Since then, very little has been reported about the ecology and natural history of either species. The little data that exists regarding the natural history of either species of Ungaliophis strongly suggests that they are arboreal species found from lowland rainforests to high elevation cloud forests (Köhler 2008). Corn (1974) found several individuals of U. panamensis in banana plants and bromeliads. As such, many authorities believe that Ungaliophis naturally occurs in dense epiphytic growth in the tree canopy. Both species of Ungaliophis are small snakes capable of reaching between 470 mm and 482 mm in total length (Köhler 2008). Historically, the diet of wild Ungaliophis was unknown; however, several recent publications regarding the diet of U. panamensis in Costa Rica have included observations of bats (Solórzano and Carillo 2017), birds (Dwyer 2017), and geckos (Espinoza and Barrio-Amorós 2018) being taken by the species. Ungaliophis continentalis have been recorded to give birth to between 5 to 6 neonates per clutch in captivity (Ross and Marzec 1990; Burger and Ford 2007). While there is no information regarding reproduction of U. panamensis, it is likely to be similar to its sister species.

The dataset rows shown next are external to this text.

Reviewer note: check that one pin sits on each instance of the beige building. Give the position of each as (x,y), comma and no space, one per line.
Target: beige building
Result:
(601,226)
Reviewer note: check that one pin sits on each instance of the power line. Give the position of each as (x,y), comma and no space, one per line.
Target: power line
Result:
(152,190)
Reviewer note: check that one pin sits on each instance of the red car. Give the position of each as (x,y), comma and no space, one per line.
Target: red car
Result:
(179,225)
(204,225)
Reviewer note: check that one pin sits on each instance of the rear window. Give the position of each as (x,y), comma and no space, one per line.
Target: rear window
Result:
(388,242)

Identifying the habitat preferences of a given species is critical to understanding the extent of functional habitat available to that species in the wider landscape (Ocampo-Peñuela et al. 2020). Effective conservation strategies can be built once the available habitat for a species, or assemblage, has been quantified and understood (Riva and Nielsen 2020). Herein, we describe the microhabitat preferences and morphometry of 13 individuals of U. panamensis, ten of which were encountered in Barra del Colorado Wildlife Refuge in northeastern Costa Rica, and three from the Coclé and Panamá Oeste provinces of Panama. We hypothesise that U. panamensis has an association with natural forest habitats and that its morphology does not influence its habitat preference.

Methodology

Study area

Individuals of U. panamensis were recorded across multiple locations within the Barra del Colorado Wildlife Refuge (BCWR) in the NE region of Costa Rica (Fig. 1), and from Coclé and Panamá Oeste provinces, Panama (Fig. 2). The BCWR region is dominated by lowland tropical wet forest (Holdridge 1967) and Manicaria (Arecaceae) swamp forests (Myers 1990; Lewis et al. 2010). The regional habitat in both Coclé and Panamá Oeste, Panama, is mid-elevation mature secondary cloud forest and primary premontane cloud forest (Ray et al. 2012; Ray 2015).

Figure 1. 

Location of sampled area, Barra del Colorado Wildlife Refuge, Limón, Costa Rica.

Field methods

Data collected for this study involved a pool of surveys that were performed from multiple longer term studies spanning 1997–2012 (Ray 2009; Lewis et al. 2011; Lewis et al. 2013; Zipkin et al. 2020). Most individuals were detected using visual encounter surveys in forested environments (Heyer et al. 1994; Lovich et al. 2012). However, some were observed by chance encounter in ceiling rafters of buildings and others reported to us by local people. Surveys at both sites were conducted from November 2005 to September 2008, between 20:00 and 02:00 in a variety of habitats: canal edge areas, deep forest and riparian gallery forest. Surveys averaged three surveyors and were conducted four nights a week for up to six hours per survey.

Figure 2. 

Location of sampled area, El Cope in Parque Nacional G. D. Omar Torríjos Herrera, in the Coclé and Panamá Oeste provinces of Panama.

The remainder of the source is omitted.